On Thursday, December 1, Dr. Dian Squire, Visiting Assistant Professor in the student affairs program at Iowa State University, delivered the first campus lecture of the series titled Reframing Racial Justice: A Discussion on Plantation Politics, Neoracism, and Critical Race Tempered Radicalism. Dr. Squire helped attendees understand how the historical roots of racism and white supremacy are not simply history, but very much so a part of how college and universities operate today. While Dr. Squires presented a few theoretical tools to articulate this point, most compelling was his use of the concept of plantation politics as a metaphor to draw parallels between the cultural and organizational norms of plantation slavery and the way in which contemporary higher education operates today. Thus, Dr. Squire suggests that plantation politics can be a useful metaphor to
Define the ways in which the organization of a plantation society broads economic, religious, and social implications. Continues to inform the ways in which higher education as a system perpetuates white supremacy and racial hierarchies.
At certain points in his lecture Dr. Squire gave credit to music artists whose lyrics serve as a poignant observation and commentary on the effects of racism in society and education today. Also, Dr. Squire’s use of music lyrics made the theories he presented in his lecture more accessible and demonstrated that theoretical analysis isn’t simply reserved for academia but also is recognized by contemporary art, social media, and especially in music like hip-hop. For example, to help further define the theory plantation politics, Dr. Squire used the following quote from hip-hop recording artist Common’s recent single “Black America Again”:
I know that Black lives matter and they matter to us
These are the things we gotta discuss
The new plantation, mass incarceration
Instead of educate, they’d rather convict the kids
As dirty as the water in Flint, the system is
Hence, Common in his song “connects education to the plantation” or considers education to be “a new plantation” (Dr. Dian Squire).

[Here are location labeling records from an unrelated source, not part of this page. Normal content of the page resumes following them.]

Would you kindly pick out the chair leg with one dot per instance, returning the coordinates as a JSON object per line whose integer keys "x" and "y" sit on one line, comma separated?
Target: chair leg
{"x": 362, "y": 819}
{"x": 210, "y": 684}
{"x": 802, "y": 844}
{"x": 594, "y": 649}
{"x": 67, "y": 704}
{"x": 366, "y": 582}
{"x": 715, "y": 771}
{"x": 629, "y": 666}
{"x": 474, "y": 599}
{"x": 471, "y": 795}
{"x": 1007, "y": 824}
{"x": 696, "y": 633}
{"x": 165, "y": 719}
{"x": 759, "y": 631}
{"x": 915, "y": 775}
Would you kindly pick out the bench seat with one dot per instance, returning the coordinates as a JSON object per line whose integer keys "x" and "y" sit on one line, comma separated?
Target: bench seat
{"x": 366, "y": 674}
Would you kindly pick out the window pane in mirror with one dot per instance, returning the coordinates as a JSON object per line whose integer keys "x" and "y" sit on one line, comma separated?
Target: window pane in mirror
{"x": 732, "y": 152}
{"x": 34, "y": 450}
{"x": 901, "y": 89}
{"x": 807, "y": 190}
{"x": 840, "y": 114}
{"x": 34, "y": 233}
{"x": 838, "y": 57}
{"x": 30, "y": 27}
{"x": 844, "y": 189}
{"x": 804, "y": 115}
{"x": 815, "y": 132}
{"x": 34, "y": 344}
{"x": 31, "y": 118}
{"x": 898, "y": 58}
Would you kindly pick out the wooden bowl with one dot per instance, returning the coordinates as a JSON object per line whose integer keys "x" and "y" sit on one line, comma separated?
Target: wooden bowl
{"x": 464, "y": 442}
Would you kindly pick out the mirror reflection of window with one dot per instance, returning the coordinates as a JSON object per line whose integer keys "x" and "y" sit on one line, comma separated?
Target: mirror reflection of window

Historically plantation slavery referred to how the bodies and physical labor of Black people were used for profitable gain. However, in the “new plantation” of higher education economic and financial ill-treatment extends to not just Black people, but to a number of minoritized groups in various ways. One rationale for promoting a diverse campus student enrollment is that it fosters cross-cultural interactions and relationship building among students, faculty, and staff. Yet, Dr. Squire argues that the democratic principles behind increasing enrollment of students of color often get overshadowed by competitive, market-oriented, and economic drivers like bolstering university rankings, publicity purposes, and tuition revenue. Dr. Squire further articulated concern for how the economic rationale for diversity affects the “increase of international students on campus and the purposes of those increases” and in turn how the “increase of international students is higher education’s way of commodifying bodies of color only to produce and reproduce an academic capitalist knowledge regime.” Therefore, analogous to plantation slavery’s use of Black bodies for profit, from a capitalist perspective international student enrollment is seen as an economic gain for colleges and universities.
The increase of international student enrollment at colleges and universities nationwide is a discussion that especially resonates with the University of Illinois, as we have one of the largest international student populations among public universities nationwide. Debates over our university’s capacity to provide academic as well as social-emotional support for international students as their enrollment continues to rise has not only drawn local attention (Des Garennes, 2014) but national (Redden, 2015) as well. Similar to the issues raised in Dr. Squire’s lecture, some of the discourse among our campus community questions whether the university’s intention behind increasing international student enrollment is a financial one. Moreover, how does this increase in international students inversely impact our land-grant mission to support domestic student enrollment, especially for African-American students, whose enrollment at one point in 2014 dropped to below 5 percent.
In two separate activities during his lecture Dr. Squire gave audience members an opportunity to dialogue with one another to reflect on how plantation politics unfolds in their daily lives. In conclusion, as homework discuss with your campus community members some of the same questions Dr. Squire asked of us to consider:
- What does a focus on slave plantations and plantation politics teach us about the significance of Black people and Black labor on university campuses?
- What are important supports international students need to be successful?
- How do these campus resources describe international students and their experiences, and how does that compare to the lived reality of international students? How do you know?